DENVER - A bill on the Colorado Senate floor today would increase the penalties for disruptive behavior at fossil-fuel sites.

Tampering with industrial equipment at an oil or natural gas site is a Class Two misdemeanor in Colorado, but Senate Bill 17-035 aims to make it a Class Six felony. If passed, punishment for the new and expanded definitions of violation could include a $100,000 fine and up to 18 months in jail.

The bill's sponsor, Sen. Jerry Sonnenberg, R-Dist. 1, has said it's about safety. Objectors say it's a way to create fear among activists who try to disrupt business to protest the fossil-fuel industry.

Shelly Nanter is with the Fort Collins branch of Water is Life, a group connected to the Dakota Access Pipeline protests.

"It is a veiled attempt, really, to keep peaceful protesters or any kind of peaceful actions away from any oil and gas activity," said Nanter. "Those kind of actions that would create bodily harm are already covered in other criminal charges that you could bring up."

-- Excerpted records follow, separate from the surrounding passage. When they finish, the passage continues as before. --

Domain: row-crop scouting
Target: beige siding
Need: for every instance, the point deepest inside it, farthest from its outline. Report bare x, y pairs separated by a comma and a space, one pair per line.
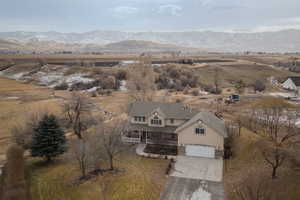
211, 138
135, 122
160, 117
177, 122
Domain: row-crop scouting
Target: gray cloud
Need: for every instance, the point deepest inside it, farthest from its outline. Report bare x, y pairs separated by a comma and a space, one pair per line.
124, 11
156, 15
170, 9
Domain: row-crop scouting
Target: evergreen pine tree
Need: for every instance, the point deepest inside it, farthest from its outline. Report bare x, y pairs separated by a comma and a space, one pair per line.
49, 139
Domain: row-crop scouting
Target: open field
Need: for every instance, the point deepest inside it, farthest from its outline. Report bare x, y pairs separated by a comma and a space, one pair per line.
248, 157
137, 179
18, 100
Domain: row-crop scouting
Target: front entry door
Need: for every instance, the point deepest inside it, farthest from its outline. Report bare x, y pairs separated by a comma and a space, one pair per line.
143, 138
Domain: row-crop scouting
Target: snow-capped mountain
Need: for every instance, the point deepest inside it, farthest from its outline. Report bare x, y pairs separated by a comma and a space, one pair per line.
281, 41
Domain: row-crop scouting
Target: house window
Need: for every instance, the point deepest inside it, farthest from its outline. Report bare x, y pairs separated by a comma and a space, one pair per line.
200, 131
139, 119
172, 121
156, 121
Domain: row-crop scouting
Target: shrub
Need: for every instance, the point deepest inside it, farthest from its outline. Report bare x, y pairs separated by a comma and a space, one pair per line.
195, 92
121, 75
259, 86
62, 86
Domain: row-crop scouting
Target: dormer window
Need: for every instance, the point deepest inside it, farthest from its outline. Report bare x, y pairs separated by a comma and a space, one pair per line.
200, 131
156, 121
139, 119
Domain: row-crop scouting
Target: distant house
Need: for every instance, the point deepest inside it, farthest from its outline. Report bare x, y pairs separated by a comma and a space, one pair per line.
292, 83
195, 133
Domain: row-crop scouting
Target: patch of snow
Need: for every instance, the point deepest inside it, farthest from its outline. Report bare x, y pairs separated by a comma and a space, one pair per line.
12, 98
281, 94
200, 194
93, 89
17, 76
76, 78
123, 85
127, 62
203, 92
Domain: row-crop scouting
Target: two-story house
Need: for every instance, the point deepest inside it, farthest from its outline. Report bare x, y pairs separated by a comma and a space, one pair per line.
292, 83
195, 133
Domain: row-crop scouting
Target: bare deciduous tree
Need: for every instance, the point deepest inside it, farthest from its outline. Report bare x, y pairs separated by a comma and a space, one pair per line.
77, 110
254, 185
276, 125
22, 132
110, 138
15, 184
141, 81
217, 80
88, 154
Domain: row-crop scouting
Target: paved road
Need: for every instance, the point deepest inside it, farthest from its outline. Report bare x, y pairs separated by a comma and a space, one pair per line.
198, 168
188, 189
195, 178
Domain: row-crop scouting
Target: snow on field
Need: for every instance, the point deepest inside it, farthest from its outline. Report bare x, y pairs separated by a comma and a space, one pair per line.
93, 89
281, 94
17, 76
76, 78
201, 194
123, 85
203, 92
52, 79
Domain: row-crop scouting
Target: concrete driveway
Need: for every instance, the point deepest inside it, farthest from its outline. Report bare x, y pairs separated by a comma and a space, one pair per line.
192, 189
198, 168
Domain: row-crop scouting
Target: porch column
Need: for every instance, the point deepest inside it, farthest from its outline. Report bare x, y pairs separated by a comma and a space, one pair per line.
146, 137
140, 134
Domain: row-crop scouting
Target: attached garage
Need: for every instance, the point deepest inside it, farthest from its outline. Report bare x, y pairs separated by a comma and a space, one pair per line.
200, 151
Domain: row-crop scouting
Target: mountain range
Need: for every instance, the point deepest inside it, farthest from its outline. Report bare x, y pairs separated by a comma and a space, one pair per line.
280, 41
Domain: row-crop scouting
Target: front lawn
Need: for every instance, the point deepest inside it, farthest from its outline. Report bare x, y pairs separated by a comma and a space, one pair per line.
137, 178
161, 149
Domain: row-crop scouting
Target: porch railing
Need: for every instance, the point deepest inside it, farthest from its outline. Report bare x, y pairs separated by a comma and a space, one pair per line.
131, 139
162, 142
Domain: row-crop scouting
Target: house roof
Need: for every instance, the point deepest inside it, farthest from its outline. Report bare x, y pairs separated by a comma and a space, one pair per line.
142, 127
170, 110
295, 79
208, 119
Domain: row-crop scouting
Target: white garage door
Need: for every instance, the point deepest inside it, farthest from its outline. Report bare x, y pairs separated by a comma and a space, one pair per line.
200, 151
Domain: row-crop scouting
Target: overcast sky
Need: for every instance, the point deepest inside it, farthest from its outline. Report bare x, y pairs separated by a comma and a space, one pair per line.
148, 15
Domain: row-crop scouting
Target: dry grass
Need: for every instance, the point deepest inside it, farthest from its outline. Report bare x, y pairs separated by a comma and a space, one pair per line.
248, 73
139, 179
247, 156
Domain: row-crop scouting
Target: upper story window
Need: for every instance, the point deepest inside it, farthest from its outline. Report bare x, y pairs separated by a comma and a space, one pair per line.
200, 131
172, 121
139, 119
156, 121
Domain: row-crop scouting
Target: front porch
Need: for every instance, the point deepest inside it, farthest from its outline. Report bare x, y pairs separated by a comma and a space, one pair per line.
148, 137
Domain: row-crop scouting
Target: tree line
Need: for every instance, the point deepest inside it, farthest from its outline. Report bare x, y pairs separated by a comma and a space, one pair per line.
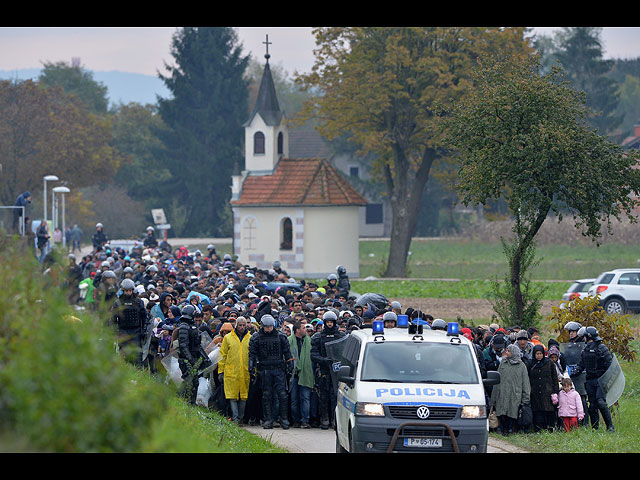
375, 91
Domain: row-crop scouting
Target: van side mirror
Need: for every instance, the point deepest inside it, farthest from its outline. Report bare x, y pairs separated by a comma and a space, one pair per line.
344, 375
493, 378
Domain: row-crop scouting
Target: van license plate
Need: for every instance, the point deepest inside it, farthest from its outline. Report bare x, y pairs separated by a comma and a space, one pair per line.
423, 442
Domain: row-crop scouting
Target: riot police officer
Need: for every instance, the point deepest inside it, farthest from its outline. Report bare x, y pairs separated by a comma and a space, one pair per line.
595, 360
323, 364
99, 238
129, 315
270, 358
574, 328
576, 338
191, 356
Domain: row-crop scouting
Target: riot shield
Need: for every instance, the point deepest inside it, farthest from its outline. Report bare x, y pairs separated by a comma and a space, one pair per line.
146, 339
334, 350
170, 363
613, 381
205, 339
572, 353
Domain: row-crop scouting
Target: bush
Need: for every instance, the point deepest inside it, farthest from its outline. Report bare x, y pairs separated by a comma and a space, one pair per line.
62, 387
614, 329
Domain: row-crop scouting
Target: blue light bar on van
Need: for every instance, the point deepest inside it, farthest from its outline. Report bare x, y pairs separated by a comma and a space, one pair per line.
453, 329
378, 326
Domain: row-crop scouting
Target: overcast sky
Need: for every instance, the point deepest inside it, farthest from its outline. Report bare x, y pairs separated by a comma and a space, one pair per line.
146, 49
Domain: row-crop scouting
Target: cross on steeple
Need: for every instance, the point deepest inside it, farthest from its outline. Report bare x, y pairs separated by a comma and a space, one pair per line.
267, 43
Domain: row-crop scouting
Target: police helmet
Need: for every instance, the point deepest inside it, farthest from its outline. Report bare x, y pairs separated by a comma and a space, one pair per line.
438, 324
390, 317
573, 326
268, 321
127, 284
189, 311
592, 333
330, 316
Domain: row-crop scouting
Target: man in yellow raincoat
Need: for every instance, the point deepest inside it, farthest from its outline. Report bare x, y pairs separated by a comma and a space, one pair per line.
233, 368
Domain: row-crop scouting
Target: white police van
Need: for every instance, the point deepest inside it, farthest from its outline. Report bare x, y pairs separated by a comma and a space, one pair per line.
407, 390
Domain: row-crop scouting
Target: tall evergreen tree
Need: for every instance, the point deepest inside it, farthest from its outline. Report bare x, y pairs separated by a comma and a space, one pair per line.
204, 118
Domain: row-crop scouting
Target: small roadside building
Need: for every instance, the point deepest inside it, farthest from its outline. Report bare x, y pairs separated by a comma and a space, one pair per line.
301, 212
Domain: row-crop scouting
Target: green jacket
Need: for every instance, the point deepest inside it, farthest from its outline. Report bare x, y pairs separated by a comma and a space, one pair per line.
90, 289
302, 361
513, 390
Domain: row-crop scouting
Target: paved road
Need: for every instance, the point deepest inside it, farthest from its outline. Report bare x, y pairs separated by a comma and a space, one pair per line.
315, 440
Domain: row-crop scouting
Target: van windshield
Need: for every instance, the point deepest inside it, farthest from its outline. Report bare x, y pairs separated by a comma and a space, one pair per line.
411, 362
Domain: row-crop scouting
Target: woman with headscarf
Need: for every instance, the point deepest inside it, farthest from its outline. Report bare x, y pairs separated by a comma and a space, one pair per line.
513, 390
544, 382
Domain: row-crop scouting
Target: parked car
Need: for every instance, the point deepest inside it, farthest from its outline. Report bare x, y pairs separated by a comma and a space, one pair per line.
619, 290
578, 288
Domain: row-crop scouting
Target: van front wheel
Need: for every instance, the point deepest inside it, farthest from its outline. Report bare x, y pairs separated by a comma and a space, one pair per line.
339, 448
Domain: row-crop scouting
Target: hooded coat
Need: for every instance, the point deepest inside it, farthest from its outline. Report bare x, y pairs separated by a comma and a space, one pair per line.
234, 364
544, 382
514, 388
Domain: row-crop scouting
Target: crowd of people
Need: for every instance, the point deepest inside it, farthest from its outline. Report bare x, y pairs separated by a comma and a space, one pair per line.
259, 338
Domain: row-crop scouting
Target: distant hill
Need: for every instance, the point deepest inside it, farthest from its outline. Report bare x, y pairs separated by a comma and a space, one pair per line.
122, 87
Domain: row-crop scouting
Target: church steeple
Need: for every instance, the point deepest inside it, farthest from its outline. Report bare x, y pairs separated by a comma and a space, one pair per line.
267, 101
266, 134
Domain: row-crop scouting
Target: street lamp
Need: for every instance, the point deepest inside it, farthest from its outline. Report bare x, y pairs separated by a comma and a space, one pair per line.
48, 178
62, 190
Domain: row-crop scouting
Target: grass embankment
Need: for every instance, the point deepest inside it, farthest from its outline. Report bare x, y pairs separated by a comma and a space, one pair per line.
63, 389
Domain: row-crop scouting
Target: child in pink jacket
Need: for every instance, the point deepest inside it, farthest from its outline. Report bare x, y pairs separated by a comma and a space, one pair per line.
569, 405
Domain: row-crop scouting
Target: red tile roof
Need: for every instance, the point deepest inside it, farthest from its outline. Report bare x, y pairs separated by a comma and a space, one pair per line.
299, 182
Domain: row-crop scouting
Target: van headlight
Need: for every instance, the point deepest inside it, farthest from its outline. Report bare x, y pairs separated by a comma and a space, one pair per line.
370, 409
474, 411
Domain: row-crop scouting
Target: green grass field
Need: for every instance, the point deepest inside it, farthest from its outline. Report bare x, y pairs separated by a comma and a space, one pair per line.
470, 260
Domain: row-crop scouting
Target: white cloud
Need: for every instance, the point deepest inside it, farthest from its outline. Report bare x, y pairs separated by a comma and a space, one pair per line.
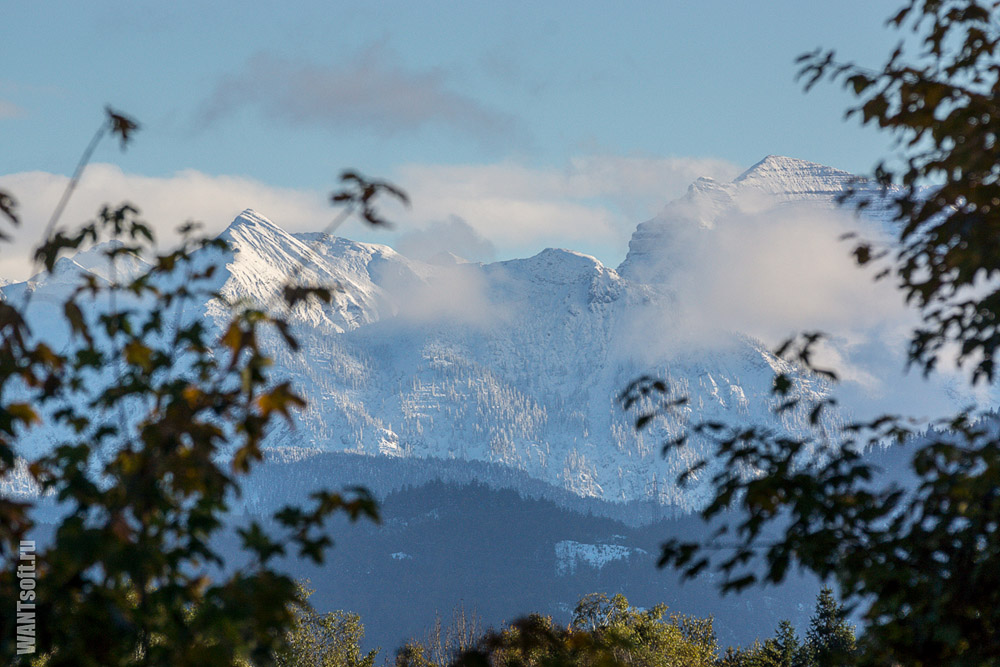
373, 90
453, 235
593, 204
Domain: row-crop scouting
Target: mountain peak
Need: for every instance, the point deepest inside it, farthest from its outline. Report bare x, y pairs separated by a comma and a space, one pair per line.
778, 174
250, 219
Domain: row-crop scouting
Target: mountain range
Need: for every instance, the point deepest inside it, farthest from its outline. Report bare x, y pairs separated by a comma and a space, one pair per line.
519, 363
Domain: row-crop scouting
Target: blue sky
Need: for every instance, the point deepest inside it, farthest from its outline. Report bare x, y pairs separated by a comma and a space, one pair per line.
523, 124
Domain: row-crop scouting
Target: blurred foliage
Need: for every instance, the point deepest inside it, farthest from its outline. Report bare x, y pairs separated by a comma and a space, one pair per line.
604, 632
938, 94
920, 558
154, 418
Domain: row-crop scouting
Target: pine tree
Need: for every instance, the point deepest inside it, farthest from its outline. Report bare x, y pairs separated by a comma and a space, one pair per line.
782, 650
830, 641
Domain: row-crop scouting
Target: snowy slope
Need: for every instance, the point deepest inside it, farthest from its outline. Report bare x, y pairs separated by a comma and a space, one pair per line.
516, 362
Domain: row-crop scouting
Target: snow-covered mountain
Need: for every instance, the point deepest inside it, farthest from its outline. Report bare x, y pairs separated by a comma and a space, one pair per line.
517, 363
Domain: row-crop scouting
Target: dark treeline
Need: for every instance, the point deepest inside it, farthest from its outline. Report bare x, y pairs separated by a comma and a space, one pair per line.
603, 631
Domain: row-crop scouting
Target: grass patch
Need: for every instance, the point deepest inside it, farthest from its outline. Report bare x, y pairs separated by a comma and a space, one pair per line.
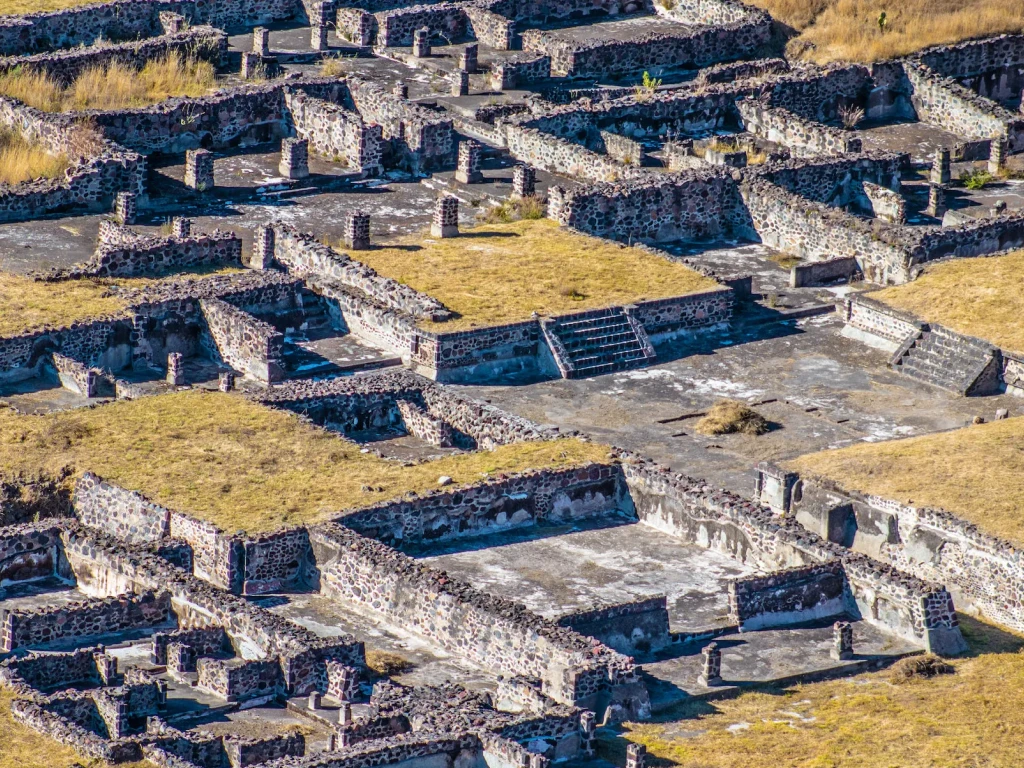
982, 297
501, 273
113, 87
241, 465
514, 210
850, 30
976, 472
728, 417
386, 663
22, 160
30, 305
973, 718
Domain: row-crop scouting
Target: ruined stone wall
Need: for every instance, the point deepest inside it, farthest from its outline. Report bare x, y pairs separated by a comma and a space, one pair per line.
125, 514
692, 205
419, 138
487, 631
637, 627
446, 22
803, 137
520, 501
791, 596
945, 102
918, 610
814, 231
336, 132
204, 43
82, 619
690, 48
244, 342
124, 253
302, 255
29, 551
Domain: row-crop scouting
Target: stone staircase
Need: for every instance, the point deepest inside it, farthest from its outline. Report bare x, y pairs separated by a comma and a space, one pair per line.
597, 342
943, 358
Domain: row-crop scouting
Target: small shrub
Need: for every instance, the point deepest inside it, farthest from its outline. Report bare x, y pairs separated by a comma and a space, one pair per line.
850, 116
915, 668
727, 417
386, 663
976, 178
22, 160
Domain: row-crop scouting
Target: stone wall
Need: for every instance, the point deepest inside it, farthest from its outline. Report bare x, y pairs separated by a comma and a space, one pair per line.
486, 631
29, 551
204, 43
637, 627
337, 133
244, 342
918, 610
520, 501
23, 628
984, 571
124, 253
791, 596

Nanter and more than 20 others who showed up at a Senate committee hearing last month to speak out against the bill contend current penalties are enough to deter dangerous behavior without infringing on First Amendment rights.

The penalty outlined in the legislation is equal to possession of up to two grams of crystal meth.

Sonnenberg hasn't denied the bill is aimed at protesters, but claims its purpose is to protect the safety of workers, communities and the activists. The bill calls out, "any person who in any manner...attempts to interfere with...any equipment associated with oil or gas gathering."

Nanter feels this kind of open-ended wording points to a larger objective.

"The language is so vague that almost any kind of action - a peaceful protest on the side of the street - could be construed as going in and tampering with a valve," she said.

Nanter added other bills have targeted protesters in other states. In North Dakota, where activists halted construction of the Dakota Access Pipeline for weeks, legislation attempted to move the legal burden of proof onto pedestrians if they were struck by vehicles while blocking a roadway.